Lobbyist and former appellate judge Paul Hawkes has joined the Buchanan Ingersoll & Rooney firm in Tallahassee.
Hawkes inked an agreement Wednesday and begins immediately, according to John “Mac” Stipanovich, head of the firm’s state government relations team.
“Paul is an outstanding addition,” Stipanovich said. “We had been pursuing him for some time. No one in Tallahassee is smarter or more experienced in every form of government relations.”
Hawkes, 58, has been a prosecutor, a GOP legislator for Citrus County, and a top aide to former Gov. Jeb Bush and two Republican House speakers, Dan Webster and Tom Feeney.
He’s also a close friend of House Speaker-designate Richard Corcoran, the Land O’ Lakes Republican who takes the reins at the end of this year.
Most recently, he was registered to lobby for a range of interests, including Duke Energy, the Florida Conference of District Court of Appeal Judges, the Florida Medical Association, the Florida Public Defender Association, and the Florida State University Foundation.
He also represented The Stronach Group, which operates South Florida’s Gulfstream Park. Stipanovich said he will continue to represent all those clients.
Online records show Hawkes reported his January-March 2016 compensation in the range of $100,000-$249,999. State law requires lobbyists to report revenue, but only requires them to do so in general ranges, not in precise amounts.
“He is an outstanding attorney, has quality relationships in both chambers of the Legislature and has fine taste in courthouses,” Stipanovich added.

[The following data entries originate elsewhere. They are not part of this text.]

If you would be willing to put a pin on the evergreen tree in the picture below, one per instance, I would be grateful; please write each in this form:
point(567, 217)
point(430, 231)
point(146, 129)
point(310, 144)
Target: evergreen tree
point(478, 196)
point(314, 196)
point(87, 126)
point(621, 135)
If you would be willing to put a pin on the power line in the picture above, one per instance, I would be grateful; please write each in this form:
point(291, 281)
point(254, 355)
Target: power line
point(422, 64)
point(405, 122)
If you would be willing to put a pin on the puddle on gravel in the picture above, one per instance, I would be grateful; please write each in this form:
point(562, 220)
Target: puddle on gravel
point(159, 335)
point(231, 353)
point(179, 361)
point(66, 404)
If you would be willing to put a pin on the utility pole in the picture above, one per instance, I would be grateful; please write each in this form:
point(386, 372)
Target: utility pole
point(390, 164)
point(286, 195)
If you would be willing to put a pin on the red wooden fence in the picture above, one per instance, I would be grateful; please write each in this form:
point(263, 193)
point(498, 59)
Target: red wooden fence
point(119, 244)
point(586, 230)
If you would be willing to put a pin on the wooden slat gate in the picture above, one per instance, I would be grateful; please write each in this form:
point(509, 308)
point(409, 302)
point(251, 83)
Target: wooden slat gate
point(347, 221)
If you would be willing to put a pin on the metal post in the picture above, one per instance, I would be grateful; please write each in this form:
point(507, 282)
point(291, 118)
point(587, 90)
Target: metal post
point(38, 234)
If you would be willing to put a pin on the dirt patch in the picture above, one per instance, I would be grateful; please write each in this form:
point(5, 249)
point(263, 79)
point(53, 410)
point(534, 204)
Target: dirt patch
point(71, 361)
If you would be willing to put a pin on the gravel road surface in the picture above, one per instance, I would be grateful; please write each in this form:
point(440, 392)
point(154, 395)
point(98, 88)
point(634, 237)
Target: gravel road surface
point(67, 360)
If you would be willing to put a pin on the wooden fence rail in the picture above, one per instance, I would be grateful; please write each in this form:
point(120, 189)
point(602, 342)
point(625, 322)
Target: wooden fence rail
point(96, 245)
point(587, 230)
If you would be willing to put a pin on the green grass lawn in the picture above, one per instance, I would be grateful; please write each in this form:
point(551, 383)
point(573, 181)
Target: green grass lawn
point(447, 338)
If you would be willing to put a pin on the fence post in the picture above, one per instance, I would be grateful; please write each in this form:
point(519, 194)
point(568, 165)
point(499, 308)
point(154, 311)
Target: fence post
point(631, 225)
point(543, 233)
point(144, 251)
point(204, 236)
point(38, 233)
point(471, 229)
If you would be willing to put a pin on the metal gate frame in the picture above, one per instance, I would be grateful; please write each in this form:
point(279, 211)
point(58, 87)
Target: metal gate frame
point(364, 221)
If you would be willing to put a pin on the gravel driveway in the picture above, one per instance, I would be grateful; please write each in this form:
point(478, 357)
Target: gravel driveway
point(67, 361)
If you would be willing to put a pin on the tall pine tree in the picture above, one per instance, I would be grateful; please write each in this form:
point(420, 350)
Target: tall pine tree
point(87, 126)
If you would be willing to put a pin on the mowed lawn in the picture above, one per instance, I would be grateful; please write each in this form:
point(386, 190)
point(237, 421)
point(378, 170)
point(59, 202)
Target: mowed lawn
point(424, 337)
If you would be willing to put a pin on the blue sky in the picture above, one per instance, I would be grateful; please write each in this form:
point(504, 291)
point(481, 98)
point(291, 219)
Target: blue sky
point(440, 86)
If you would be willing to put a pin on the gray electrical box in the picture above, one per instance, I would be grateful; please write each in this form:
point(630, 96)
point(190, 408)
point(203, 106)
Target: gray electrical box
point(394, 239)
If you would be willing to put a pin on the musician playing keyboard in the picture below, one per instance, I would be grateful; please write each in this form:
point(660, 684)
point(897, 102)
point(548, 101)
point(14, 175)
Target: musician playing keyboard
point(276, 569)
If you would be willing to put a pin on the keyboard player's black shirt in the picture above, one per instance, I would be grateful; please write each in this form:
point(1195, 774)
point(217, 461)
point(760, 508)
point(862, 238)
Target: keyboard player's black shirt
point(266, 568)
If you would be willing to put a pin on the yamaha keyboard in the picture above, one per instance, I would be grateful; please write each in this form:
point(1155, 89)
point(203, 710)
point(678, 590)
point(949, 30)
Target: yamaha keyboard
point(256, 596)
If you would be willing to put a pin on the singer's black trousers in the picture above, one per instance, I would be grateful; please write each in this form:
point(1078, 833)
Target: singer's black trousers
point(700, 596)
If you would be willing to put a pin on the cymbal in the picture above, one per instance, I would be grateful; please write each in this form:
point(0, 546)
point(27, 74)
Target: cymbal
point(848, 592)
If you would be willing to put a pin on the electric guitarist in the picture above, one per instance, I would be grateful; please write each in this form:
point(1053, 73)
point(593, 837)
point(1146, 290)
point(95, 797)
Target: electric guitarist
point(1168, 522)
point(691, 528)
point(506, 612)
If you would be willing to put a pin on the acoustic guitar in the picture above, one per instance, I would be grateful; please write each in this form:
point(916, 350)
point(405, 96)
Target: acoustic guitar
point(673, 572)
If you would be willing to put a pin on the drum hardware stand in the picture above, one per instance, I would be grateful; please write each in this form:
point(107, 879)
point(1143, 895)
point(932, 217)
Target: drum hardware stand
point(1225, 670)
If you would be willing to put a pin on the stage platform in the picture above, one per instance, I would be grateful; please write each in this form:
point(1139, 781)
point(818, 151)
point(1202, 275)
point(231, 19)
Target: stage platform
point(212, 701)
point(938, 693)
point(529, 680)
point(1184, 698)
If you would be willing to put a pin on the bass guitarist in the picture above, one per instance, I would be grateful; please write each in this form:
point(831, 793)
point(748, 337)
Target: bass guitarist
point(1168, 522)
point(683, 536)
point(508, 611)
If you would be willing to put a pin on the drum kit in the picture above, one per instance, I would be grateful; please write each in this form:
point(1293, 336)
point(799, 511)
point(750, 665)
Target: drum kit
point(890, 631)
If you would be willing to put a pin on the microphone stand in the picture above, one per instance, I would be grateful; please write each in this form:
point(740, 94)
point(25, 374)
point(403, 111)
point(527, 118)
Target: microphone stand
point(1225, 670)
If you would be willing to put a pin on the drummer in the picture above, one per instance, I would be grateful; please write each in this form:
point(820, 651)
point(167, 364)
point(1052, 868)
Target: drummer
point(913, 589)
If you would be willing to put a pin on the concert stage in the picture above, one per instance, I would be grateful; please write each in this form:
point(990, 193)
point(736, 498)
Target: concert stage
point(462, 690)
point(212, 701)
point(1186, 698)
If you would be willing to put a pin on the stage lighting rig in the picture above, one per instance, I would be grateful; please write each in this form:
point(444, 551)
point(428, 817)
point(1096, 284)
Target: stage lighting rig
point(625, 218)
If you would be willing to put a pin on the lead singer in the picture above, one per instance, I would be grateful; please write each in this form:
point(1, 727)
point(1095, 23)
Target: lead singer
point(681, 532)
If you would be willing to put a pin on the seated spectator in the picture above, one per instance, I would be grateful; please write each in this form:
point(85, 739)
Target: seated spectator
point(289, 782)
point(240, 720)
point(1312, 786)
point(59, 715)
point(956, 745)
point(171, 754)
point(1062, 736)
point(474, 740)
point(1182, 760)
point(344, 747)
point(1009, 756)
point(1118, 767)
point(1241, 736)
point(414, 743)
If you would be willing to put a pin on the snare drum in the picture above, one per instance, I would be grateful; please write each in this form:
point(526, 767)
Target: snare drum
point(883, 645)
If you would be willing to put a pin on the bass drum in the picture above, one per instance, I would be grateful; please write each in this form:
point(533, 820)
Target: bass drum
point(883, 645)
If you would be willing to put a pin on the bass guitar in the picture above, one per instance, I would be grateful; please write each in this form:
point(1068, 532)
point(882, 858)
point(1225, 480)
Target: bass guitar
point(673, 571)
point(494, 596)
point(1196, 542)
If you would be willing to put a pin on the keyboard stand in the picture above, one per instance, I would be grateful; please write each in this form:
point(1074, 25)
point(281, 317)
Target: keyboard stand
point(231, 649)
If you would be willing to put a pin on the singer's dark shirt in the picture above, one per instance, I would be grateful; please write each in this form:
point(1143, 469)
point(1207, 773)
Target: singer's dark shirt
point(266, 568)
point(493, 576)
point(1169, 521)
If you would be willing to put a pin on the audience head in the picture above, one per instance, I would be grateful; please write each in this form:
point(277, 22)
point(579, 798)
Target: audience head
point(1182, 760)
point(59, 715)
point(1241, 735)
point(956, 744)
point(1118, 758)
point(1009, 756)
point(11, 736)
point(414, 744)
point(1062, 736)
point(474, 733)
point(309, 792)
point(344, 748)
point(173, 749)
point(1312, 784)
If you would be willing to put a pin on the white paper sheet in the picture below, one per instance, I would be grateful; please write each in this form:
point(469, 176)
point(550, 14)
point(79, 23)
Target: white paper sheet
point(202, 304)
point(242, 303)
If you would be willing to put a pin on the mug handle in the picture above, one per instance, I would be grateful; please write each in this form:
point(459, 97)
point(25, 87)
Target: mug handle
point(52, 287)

Hawkes, as chief judge of the state’s 1st District Court of Appeal, had overseen the design and funding of a new $48 million home for the court that became the poster building for pre-Great Recession excess.
Tampa Bay Times reporter Lucy Morgan doggedly began covering the courthouse saga in 2010, resulting in the edifice’s nickname, the “Taj Mahal.”
Hawkes left the bench in January 2012 amid controversy surrounding his role in securing funding for the project.
In an interview with INFLUENCE Magazine last year, Hawkes said the courthouse “doesn’t define what I do know. I would hopefully still be doing what I am right now … It’s state of the art but it’s not extravagant.”